Slutwalks are the theater of a movement that, I fear, narrow sexual empowerment to sexy dress and the promiscuity touted by many marchers. Even here on the Sisterhood: the stereotype of the prude J.A.P gives way to the self-actualized J.A.P slut. Traister is spot on that American culture struggles to label and frame sexual power dynamics, and that this predates “nutty slutty” Anita Hill. But isn’t it strange that out of this confusion has come a widespread sexual reclamation that is incredibly male-defined?

As Choire Sicha shows in this photo collage on The Awl, not all slutwalks feature women wearing panties. Marchers wear whatever they want to protest the linking of sexual assault to dress. Their goal is to end horribly pervasive slut-bashing and to rescue the word slut itself from being used as a weapon. That said, perhaps dress is not actually a step on the path to gender equality.

“Women have been manipulated by the media into believing that getting dressed is a form of self-expression. At best, it’s shopping,” said commenter Belinda Gomez in response to Traister on nytimes.com.

It’s a good analogy — traditionally male hypersexual expression has become what some women embrace as sexual freedom. And while clearly slutwalks and promiscuity feel authentic to some women, let’s remember that these forms are a kind of expression of sexual freedom and power. One kind.

Women can’t want to settle for just one. Where’s the gender parity in that? Sexual expression can but need not be loud, bold, naked or built through seeking multiple partners. In fact, sexual comfort, confidence and independence should not have to flaunt sex at all. That is a route that should be among the options.
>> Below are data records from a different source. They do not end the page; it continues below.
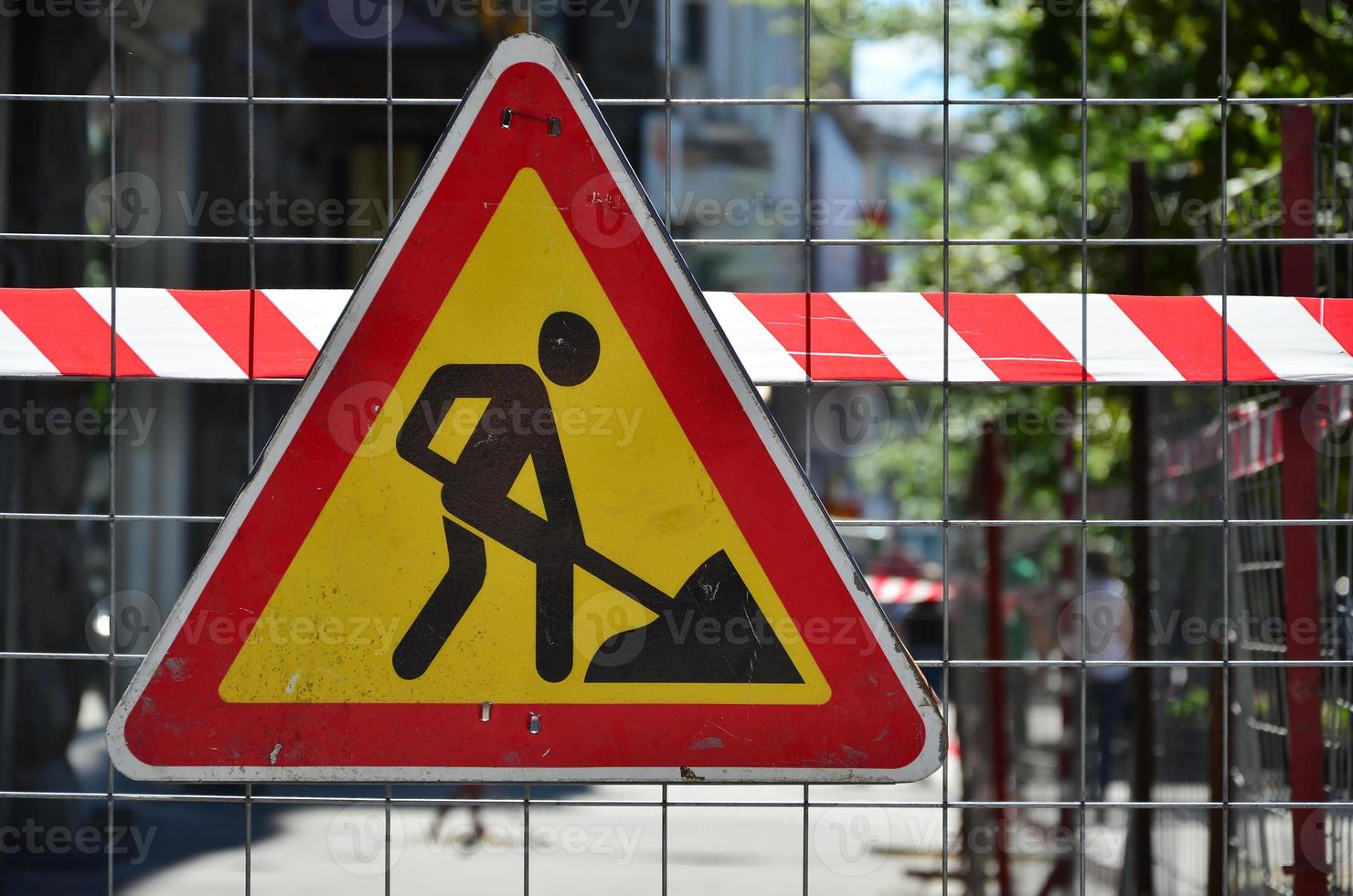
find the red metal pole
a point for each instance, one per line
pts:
(1060, 879)
(994, 495)
(1301, 546)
Novelist Meg Wolitzer, who most recently wrote about middle-aged women whose sex lives were winding down put it well: “We are marinating in sexual imagery constantly. It’s almost a radical position to say there are vicissitudes.”

Being reduced to a single behavior, label or outfit is so very limiting. Women in myriad religious traditions cover their heads and dress modestly as a form of liberated self-expression. These are women who are empowered by adding layers of clothes.

Privacy concerns are real. Young girls need education and supervision, while proper sex education can’t be counted on in every state. If we only teach “slutwalks,” multiple partners and bikini culture, we are misleading young women about what it means to be strong and sexually liberated. We would do better to teach them that there is choice. A range. Even vicissitudes.